Christoph Hellwig <hch@xxxxxx> · Fri, 13 Aug 2021 08:54:26 +0200

On Thu, Aug 12, 2021 at 10:48:18AM -0700, Darrick J. Wong wrote:
> On Thu, Aug 12, 2021 at 07:02:33PM +0200, Christoph Hellwig wrote:
> > On Thu, Aug 12, 2021 at 04:39:40PM +0100, Matthew Wilcox wrote:
> > > I agree with David; we want something lower-level for swap to call into.

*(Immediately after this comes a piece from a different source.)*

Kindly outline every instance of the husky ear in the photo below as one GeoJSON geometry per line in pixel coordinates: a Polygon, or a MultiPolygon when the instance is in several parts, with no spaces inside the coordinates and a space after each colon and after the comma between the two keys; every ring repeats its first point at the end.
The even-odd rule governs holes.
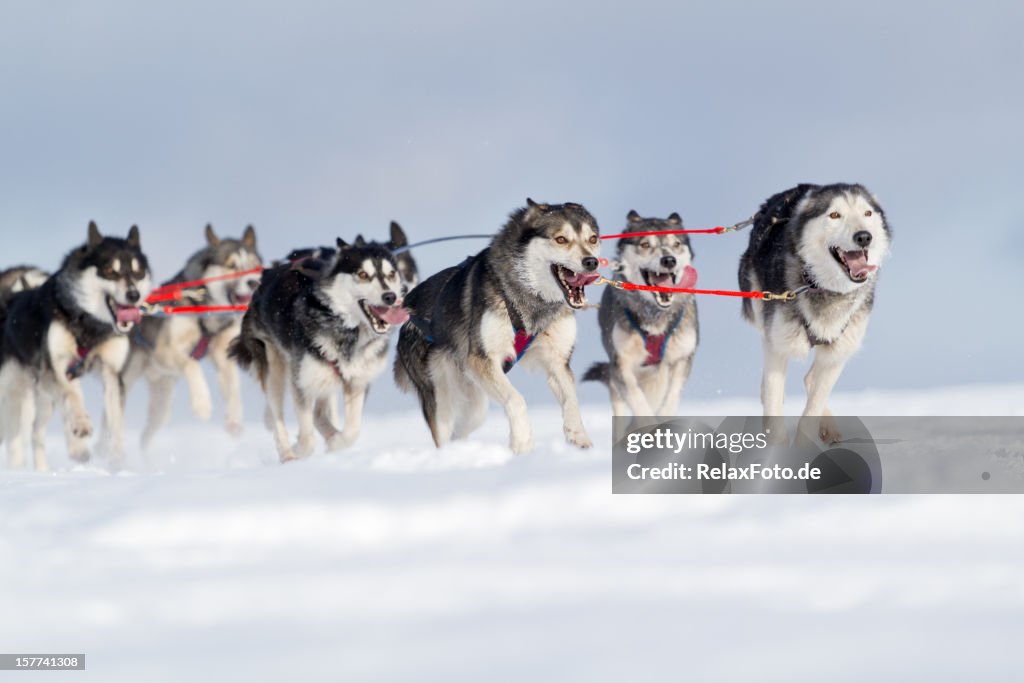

> > > I'd suggest aops->swap_rw and an implementation might well look
> > > something like:
> > > 
> > > static ssize_t ext4_swap_rw(struct kiocb *iocb, struct iov_iter *iter)
> > > {
> > > 	return iomap_dio_rw(iocb, iter, &ext4_iomap_ops, NULL, 0);
> > > }
> > 
> > Yes, that might make sense and would also replace the awkward IOCB_SWAP
> > flag for the write side.
> > 
> > For file systems like ext4 and xfs that have an in-memory block mapping
> > tree this would be way better than the current version and also support
> > swap on say multi-device file systems properly.  We'd just need to be
> > careful to read the extent information in at extent_activate time,
> > by doing xfs_iread_extents for XFS or the equivalents in other file
> > systems.
> 
> You'd still want to walk the extent map at activation time to reject
> swapfiles with holes, shared extents, etc., right?

Yes.  While direct I/O code could do allocation at swap I/O time that
probably is not a good idea due to the memory requirements.